Top Food Trends For the New Year

As foodservice grows to be more and more important in the c-store channel, it’s worth noting  The Food Channel’s list of the top 10 food trends to watch for 2010. The Web site released its top 10 for ’10 based on research conducted in conjunction with CultureWaves and the International Food Futurists.

According to the list, customers are looking to return to natural, basic ingredients that are pure, simple, clean and sustainable and with this we’ll see customers opting more for scratch cooking than convenience. But at the same time, they also want to experiment more with their food choices. New concepts around “fresh” and DIY are expected to do well. These days “foodies” are as likely to reach for a peanut butter and jelly sandwich as they are to reach for shell crab sushi. Customers are looking to try new things, but also want the old basics. And in keeping with the experimentation trend, they might even eat the two together.

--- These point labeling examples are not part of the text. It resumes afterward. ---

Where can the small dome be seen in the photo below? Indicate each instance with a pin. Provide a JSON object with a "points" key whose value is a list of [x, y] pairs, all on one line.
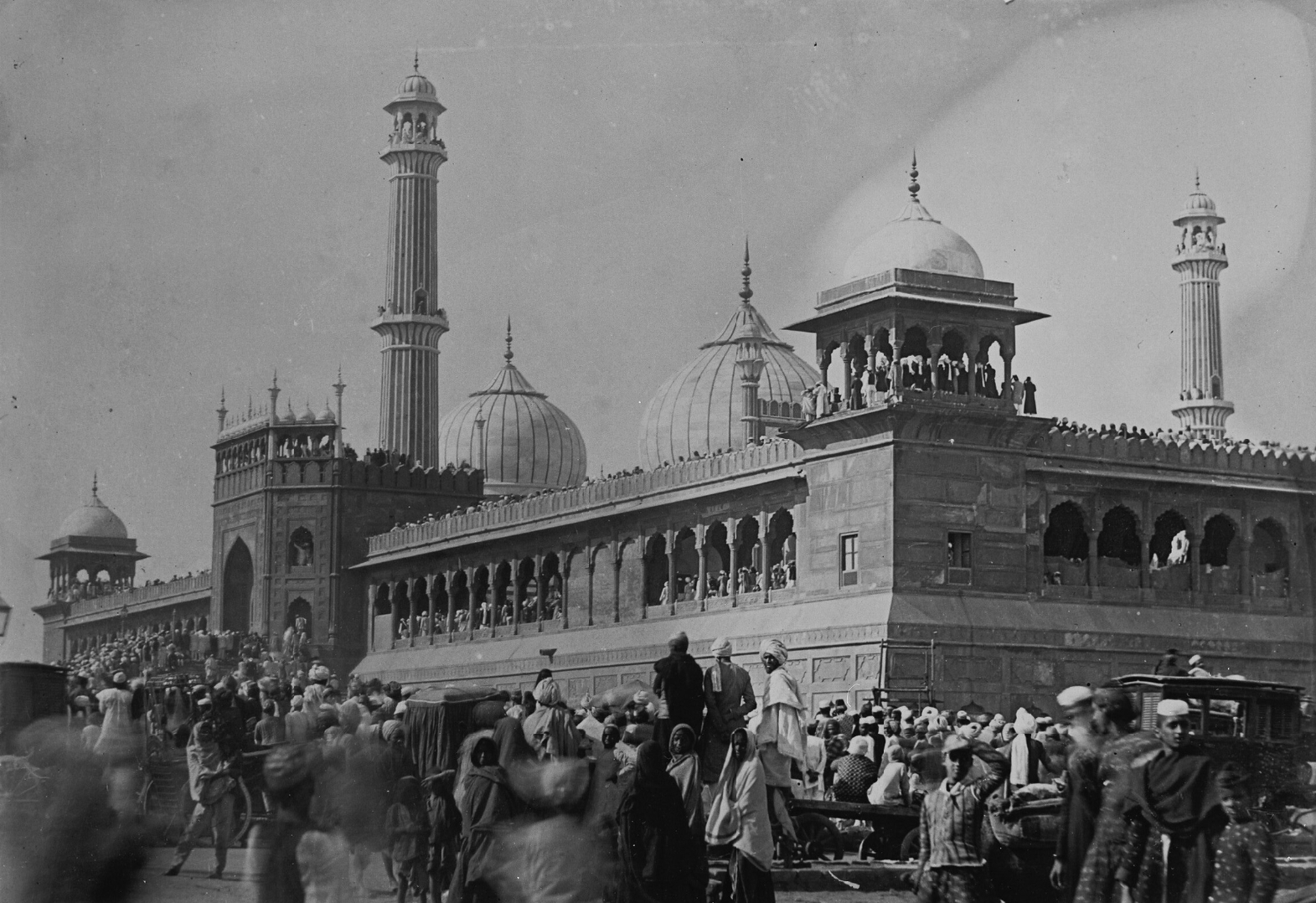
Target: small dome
{"points": [[528, 442], [914, 241], [417, 83], [698, 408], [94, 519]]}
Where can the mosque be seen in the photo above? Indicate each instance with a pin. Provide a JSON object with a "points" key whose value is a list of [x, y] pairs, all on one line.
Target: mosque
{"points": [[890, 511]]}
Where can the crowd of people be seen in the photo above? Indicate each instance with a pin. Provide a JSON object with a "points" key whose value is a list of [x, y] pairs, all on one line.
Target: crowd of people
{"points": [[629, 797]]}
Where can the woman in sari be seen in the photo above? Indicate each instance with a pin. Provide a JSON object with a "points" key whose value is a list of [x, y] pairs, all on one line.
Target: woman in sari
{"points": [[739, 819], [488, 804], [654, 840], [1113, 715], [684, 771]]}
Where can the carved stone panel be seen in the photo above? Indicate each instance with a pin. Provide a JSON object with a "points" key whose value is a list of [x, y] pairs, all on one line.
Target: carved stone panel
{"points": [[832, 669]]}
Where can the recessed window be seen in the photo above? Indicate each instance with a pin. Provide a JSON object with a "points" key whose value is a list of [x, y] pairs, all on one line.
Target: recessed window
{"points": [[850, 560], [960, 557]]}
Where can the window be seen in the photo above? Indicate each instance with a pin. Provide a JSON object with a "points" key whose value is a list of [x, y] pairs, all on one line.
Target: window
{"points": [[850, 560], [960, 560]]}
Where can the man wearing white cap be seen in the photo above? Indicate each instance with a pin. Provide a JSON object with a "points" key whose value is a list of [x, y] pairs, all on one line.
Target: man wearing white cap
{"points": [[730, 697], [1173, 813], [779, 734], [1082, 797]]}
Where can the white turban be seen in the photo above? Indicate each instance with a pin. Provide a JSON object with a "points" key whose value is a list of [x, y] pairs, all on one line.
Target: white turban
{"points": [[774, 648], [1171, 709]]}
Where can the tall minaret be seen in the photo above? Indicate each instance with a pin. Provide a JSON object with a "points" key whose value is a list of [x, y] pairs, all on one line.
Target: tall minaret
{"points": [[1199, 258], [410, 322]]}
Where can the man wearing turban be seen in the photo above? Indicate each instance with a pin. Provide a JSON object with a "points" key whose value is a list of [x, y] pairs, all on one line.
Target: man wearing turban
{"points": [[779, 732], [730, 697], [549, 728]]}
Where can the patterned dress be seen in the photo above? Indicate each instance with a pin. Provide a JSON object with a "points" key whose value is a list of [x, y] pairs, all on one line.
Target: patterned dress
{"points": [[1097, 882], [1244, 865]]}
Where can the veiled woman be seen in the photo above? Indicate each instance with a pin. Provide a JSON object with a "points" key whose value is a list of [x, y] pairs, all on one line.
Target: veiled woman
{"points": [[549, 728], [488, 803], [654, 840], [739, 818], [1113, 715]]}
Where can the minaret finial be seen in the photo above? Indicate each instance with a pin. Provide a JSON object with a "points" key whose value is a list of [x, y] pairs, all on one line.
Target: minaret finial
{"points": [[746, 292]]}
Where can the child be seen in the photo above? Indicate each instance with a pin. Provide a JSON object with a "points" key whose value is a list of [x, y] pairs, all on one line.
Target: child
{"points": [[407, 827], [1244, 859]]}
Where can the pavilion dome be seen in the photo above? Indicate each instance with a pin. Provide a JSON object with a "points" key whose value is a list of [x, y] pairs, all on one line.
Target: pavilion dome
{"points": [[94, 519], [698, 408], [914, 241], [529, 442]]}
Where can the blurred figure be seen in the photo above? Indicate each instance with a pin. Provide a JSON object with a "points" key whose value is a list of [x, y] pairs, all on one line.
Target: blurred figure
{"points": [[1082, 795], [445, 829], [1173, 815], [303, 863], [488, 803], [656, 845], [1244, 859], [549, 728], [739, 818], [730, 698], [407, 827]]}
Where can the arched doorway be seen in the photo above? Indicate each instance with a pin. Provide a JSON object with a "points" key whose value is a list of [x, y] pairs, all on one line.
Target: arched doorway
{"points": [[237, 589]]}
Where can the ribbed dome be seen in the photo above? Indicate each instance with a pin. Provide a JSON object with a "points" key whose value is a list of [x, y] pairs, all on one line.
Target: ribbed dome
{"points": [[914, 241], [417, 83], [699, 407], [529, 442], [94, 519]]}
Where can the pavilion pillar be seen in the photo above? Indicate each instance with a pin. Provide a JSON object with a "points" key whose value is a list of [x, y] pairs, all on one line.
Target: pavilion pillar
{"points": [[671, 571]]}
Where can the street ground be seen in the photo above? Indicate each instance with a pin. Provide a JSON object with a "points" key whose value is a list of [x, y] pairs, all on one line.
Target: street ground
{"points": [[240, 884]]}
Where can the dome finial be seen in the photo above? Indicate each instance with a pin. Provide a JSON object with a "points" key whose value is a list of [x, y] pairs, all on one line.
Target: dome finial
{"points": [[746, 292]]}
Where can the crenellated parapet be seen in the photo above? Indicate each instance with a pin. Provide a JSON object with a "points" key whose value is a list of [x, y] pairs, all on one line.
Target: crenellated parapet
{"points": [[617, 491], [1179, 451]]}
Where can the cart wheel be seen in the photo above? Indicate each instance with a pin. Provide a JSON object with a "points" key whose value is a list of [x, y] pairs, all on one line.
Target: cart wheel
{"points": [[818, 836], [910, 847]]}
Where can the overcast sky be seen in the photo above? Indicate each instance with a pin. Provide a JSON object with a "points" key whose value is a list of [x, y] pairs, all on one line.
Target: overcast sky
{"points": [[193, 198]]}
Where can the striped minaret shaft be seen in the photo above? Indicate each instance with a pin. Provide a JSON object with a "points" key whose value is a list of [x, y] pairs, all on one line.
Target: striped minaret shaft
{"points": [[1199, 260], [410, 322]]}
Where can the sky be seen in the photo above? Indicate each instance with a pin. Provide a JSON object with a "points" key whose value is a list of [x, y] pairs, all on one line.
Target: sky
{"points": [[191, 198]]}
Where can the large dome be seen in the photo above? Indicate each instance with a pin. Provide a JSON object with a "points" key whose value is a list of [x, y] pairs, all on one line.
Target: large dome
{"points": [[699, 407], [94, 519], [914, 241], [529, 442]]}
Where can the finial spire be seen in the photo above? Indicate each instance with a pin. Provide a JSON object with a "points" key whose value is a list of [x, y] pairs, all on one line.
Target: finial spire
{"points": [[746, 292]]}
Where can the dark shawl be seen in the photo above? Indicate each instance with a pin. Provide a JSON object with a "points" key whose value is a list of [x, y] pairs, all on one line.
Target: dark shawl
{"points": [[1174, 795], [656, 845]]}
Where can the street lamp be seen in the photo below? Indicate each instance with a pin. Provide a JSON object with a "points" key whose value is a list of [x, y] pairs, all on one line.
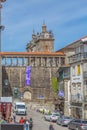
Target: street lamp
{"points": [[1, 27]]}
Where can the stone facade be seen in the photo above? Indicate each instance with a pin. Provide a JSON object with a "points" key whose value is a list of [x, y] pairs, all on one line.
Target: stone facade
{"points": [[44, 64]]}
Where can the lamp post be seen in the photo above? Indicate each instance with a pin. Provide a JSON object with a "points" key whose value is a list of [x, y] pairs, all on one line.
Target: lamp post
{"points": [[1, 27]]}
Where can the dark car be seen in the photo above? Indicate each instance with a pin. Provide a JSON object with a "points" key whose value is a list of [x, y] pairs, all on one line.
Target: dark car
{"points": [[78, 124], [64, 120]]}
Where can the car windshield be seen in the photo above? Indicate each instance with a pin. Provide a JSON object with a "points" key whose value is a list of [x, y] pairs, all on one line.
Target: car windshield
{"points": [[21, 106]]}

Growth is predicted in grocery store sales, especially in the private label area.

“These old generics have morphed into their own brands, so that there is blurring and less of a caste system. Grocery stores are also doing things such as upgrading delis and fresh take-out sections, all the way to returning butchers to a place of prominence,” according to the Food Channel.

After a huge move toward ethnic flavors, Americans are now we are now defining a new Global Flavor Curve. “Part comfort, part creativity, the latest flavors are coming from the great American melting pot,” the Food Channel reported.

Customers also want to know where their food is coming from, what’s in it and if it is safe, and free of pesticides or anything that will someday prove harmful.

In addition, sustainability is more important than ever as the concept has now gone mainstream and Americans are holding themselves responsible and people as well as companies are now learning how to be sustainable for the right reasons.

Look for more products boasting added nutrients and those with the word “free” (from gluten-free to allergen-free). Customers want added benefits to the food they eat and nutritional, healthful and good-for-you foods are rising in popularity.

Individuality and sharing are both big concepts in food right now. While sharing is rising in restaurant concepts, at the same time expect to see more attention on the individual. “It’s not just about portion size-it’s also about food that reflects personality,” the Food Channel noted.